The compiling of code also lends it other interesting properties. It is not just rendered inherently unique by the process of compiling it is also rendered historic. Source code only becomes source code after the fact. Compiling is running and running is executing. The form of the code, in binary or hexadecimal, therefore is a historical trace or output — a record of the buzz to take the term from Joselit again. Joselit in his reevaluation of Walter Benjamin’s aura goes further to suggest that instead of the object of old “witnessing history, [in the digital world] they constitute its very currency”. This currency is the act of movement, the electronic buzz of code-as-action.

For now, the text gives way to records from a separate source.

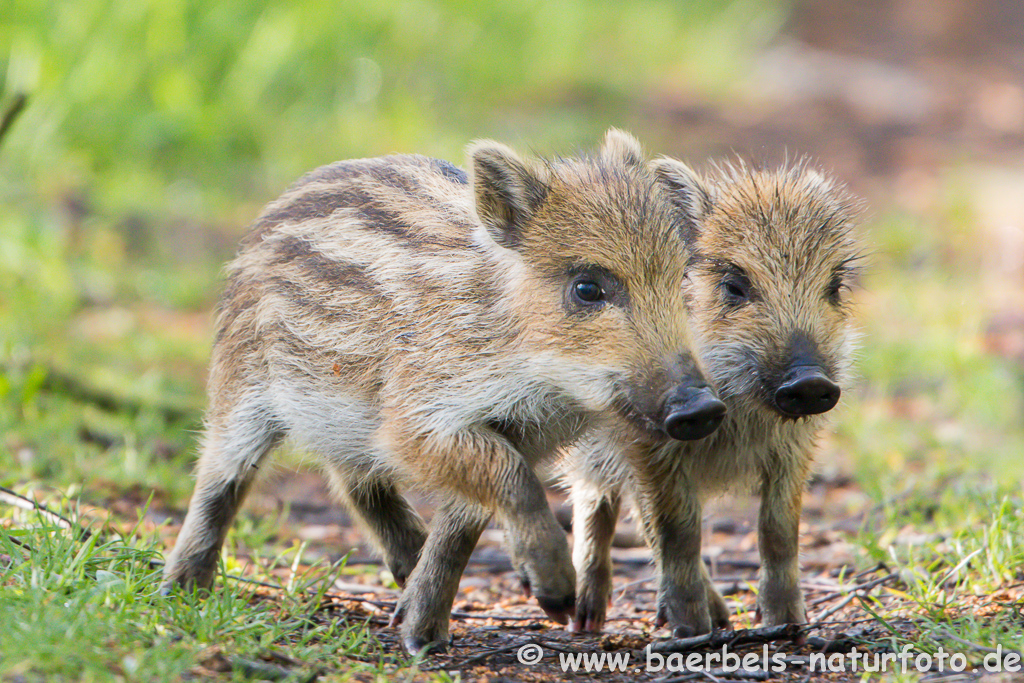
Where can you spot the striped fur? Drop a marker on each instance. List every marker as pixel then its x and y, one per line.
pixel 412 326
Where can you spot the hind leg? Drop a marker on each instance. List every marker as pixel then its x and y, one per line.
pixel 390 521
pixel 231 453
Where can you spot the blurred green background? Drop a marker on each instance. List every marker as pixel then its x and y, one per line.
pixel 155 130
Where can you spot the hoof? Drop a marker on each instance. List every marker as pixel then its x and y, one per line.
pixel 421 646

Its binary or hexadecimal output is the historical record of this process and presents an important distinction between Satoshi’s C++ code and the compiled code that lies at the heart of Portraits of a Mind — the distinction between the legible and executed states of code and the later inherently historic structure.

This trace back from the code to Satoshi’s hardware can also be carried forward into the Genesis Block, and in doing so we can construct a literal trace through our code between Satoshi’s hardware and Block 1 (note the earliest versions of Bitcoin did not have a Block 0). Hardcoded into the software, the Genesis Block and its politicized text acts as the final bridge between Satoshi and Bitcoin today. It is here that future, present and past collide, chained together. A lineage in which all paths lead back to v0.1.0.